Using Table.Buffer() to help keep the most recent entry
I’m not a master of explaining Table.Buffer() (yet), but basically you can look at it like this: It pulls a copy of the table into memory, preventing Power Query from recalculating it. This can be super useful if you’re passing tables to functions, but in this case can help us lock down the previous query steps before applying the duplicate removal. When the query state is buffered, that is the “most recent” copy that Power Query will revert to.
Rather than adjust the previous query, here’s what I did in order to create the working solution:
- Duplicated the “Unbuffered” query
- Renamed the new query, calling it “Buffered”
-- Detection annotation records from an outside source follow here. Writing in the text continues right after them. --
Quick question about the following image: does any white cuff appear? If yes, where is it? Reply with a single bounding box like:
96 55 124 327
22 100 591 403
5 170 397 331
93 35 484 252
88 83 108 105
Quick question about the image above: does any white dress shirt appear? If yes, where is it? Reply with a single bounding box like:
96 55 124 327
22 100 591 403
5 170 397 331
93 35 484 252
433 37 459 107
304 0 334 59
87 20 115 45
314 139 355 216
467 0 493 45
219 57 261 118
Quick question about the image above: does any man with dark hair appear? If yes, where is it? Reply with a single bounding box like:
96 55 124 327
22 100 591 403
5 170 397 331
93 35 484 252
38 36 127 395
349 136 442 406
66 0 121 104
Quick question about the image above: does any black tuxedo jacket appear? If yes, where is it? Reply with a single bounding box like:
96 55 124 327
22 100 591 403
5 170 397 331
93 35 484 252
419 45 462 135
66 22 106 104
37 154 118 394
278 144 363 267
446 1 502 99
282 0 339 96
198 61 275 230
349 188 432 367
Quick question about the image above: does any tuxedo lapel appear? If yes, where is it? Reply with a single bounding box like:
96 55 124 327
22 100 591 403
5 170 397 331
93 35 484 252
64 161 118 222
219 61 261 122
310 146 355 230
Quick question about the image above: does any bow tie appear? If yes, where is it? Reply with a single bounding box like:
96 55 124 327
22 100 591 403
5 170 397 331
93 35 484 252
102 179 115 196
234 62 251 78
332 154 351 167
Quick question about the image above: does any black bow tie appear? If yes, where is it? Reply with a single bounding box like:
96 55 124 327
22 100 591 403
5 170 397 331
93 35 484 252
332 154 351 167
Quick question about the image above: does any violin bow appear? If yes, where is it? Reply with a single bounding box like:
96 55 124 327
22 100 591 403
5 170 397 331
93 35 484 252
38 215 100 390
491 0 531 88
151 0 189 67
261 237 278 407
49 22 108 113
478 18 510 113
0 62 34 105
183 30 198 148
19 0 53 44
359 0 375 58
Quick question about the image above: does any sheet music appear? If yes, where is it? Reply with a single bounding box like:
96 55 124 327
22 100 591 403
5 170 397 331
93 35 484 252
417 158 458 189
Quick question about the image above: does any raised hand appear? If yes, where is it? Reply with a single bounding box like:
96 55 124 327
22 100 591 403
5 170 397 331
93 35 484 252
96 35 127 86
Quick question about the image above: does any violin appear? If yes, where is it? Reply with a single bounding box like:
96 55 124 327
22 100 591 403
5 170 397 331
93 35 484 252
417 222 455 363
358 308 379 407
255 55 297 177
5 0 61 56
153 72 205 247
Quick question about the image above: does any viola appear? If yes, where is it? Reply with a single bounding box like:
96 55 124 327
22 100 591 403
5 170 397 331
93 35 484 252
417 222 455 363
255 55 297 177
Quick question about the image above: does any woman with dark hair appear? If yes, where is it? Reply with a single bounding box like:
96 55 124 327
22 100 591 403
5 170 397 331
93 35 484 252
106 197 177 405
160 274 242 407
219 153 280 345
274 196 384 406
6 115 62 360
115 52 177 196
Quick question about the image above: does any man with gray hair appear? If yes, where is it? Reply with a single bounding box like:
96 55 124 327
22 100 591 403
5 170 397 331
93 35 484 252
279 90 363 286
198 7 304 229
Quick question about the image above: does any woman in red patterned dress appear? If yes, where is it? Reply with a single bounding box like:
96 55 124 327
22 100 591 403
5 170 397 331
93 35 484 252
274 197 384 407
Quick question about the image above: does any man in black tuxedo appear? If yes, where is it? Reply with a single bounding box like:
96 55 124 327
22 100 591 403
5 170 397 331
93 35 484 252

- Selected the “Sorted Rows” step we generated (just before the “Removed Duplicates” step
- Clicked the fx icon in the formula bar
As I’ve mentioned a few times on this blog, this creates a new step that simply refers to the previous query step. I then just wrapped the text for the new Custom1 step in the formula bar with Table.Buffer():
And when you hit Close & Load, you get a different result that our previous query… you get the result we actually wanted:
So what’s happening here?
First, just to be clear (before Bill or Imke call me out on this), inserting the new step wasn’t entirely necessary. I only did this to demonstrate the key difference in a distinct step of it’s own. I could have easily just wrapped the Sorted Rows step in Table.Buffer() and it would have worked fine. 🙂
The key difference here is that the Table.Distinct() command we use the Removed Duplicates step will go now only go back so far as the buffered table. From the Excel user’s perspective, it’s kind of like we’ve been able to copy all the steps before this, and lock them in with a PasteSpecial command, and point Power Query to that version of the data instead of looking back at the original.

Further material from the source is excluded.